My working
I multiplied the matrix with the matrix $(x, y)$ and named the resultant matrix $(x', y')$
I got: $y' = mx' +c$
$y = mx + c$
(since they both lie on the same line)
$x + 2y = x'$
$5y = y'$
(by multipling the $\begin{bmatrix}1 & 2\\6 & 5\end{bmatrix}$ with $\begin{bmatrix}x \\ y\end{bmatrix}$ and comparing the results to $\begin{bmatrix}x' \\ y'\end{bmatrix}$
well I solved both of them and I got $-2m^{2}x + 4mx -2mc +4c = 0$ I wrote this a bunch of different ways and got "($m = 0$ and $c = 0$) or ($x = 0$ and $c =0$)" which I summed up into "$c = 0$ and ($m=0$ or $x=0$)"
which results in $y = 0 + 0$ ($mx = 0$ since we know either $m$ or $x$ is $0$ so $mx$ will always be $0$)
well $y = 0$ isn't the answer so where is my working wrong?
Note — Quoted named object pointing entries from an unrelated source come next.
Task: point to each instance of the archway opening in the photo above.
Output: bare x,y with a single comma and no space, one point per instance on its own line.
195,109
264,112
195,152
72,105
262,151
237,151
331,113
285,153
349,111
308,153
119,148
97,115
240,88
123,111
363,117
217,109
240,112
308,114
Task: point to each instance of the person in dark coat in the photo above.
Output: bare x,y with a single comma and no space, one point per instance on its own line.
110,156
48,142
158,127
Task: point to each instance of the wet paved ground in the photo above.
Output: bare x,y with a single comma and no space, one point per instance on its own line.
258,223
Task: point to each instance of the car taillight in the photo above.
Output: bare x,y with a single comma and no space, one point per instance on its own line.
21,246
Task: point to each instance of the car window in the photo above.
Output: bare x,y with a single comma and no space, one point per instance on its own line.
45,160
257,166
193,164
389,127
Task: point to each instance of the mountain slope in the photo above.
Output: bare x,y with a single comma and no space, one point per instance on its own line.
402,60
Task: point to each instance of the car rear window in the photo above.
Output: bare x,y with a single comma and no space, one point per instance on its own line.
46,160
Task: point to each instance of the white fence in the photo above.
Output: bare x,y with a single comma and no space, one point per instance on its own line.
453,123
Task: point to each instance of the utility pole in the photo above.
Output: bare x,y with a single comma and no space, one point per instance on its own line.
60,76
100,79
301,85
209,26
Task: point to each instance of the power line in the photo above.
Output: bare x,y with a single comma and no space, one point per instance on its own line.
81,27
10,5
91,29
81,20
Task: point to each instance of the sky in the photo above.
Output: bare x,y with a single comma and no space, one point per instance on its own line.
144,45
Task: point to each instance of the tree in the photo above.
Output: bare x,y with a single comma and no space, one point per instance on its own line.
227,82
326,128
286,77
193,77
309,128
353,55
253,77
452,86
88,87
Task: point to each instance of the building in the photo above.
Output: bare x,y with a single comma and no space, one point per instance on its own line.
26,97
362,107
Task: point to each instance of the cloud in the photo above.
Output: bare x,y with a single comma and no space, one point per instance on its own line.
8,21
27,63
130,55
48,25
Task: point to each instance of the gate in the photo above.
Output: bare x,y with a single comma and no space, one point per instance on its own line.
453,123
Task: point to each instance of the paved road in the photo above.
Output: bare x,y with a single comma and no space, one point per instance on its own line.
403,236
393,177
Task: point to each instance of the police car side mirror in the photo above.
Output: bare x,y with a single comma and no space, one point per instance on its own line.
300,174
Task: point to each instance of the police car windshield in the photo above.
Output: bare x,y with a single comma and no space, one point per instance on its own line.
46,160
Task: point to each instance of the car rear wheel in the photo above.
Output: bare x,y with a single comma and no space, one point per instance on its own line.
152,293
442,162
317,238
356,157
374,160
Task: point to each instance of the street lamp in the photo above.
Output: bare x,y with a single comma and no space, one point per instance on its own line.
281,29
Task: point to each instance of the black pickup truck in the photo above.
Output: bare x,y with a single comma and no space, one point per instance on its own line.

You missed out the term $6x$ when multiplying $\begin{bmatrix}1 & 2\\6 & 5\end{bmatrix}$ with $\begin{bmatrix}x \\ y\end{bmatrix}$. It should be
$$x+2y=x' \quad (1)$$ $$\color{red}{6x}+5y=y' \quad (2)$$
Then you can substitute $y=mx+c$ for both expression, use $y'=mx'+c$ to substitute $(1)$ into $(2)$ and find the required values.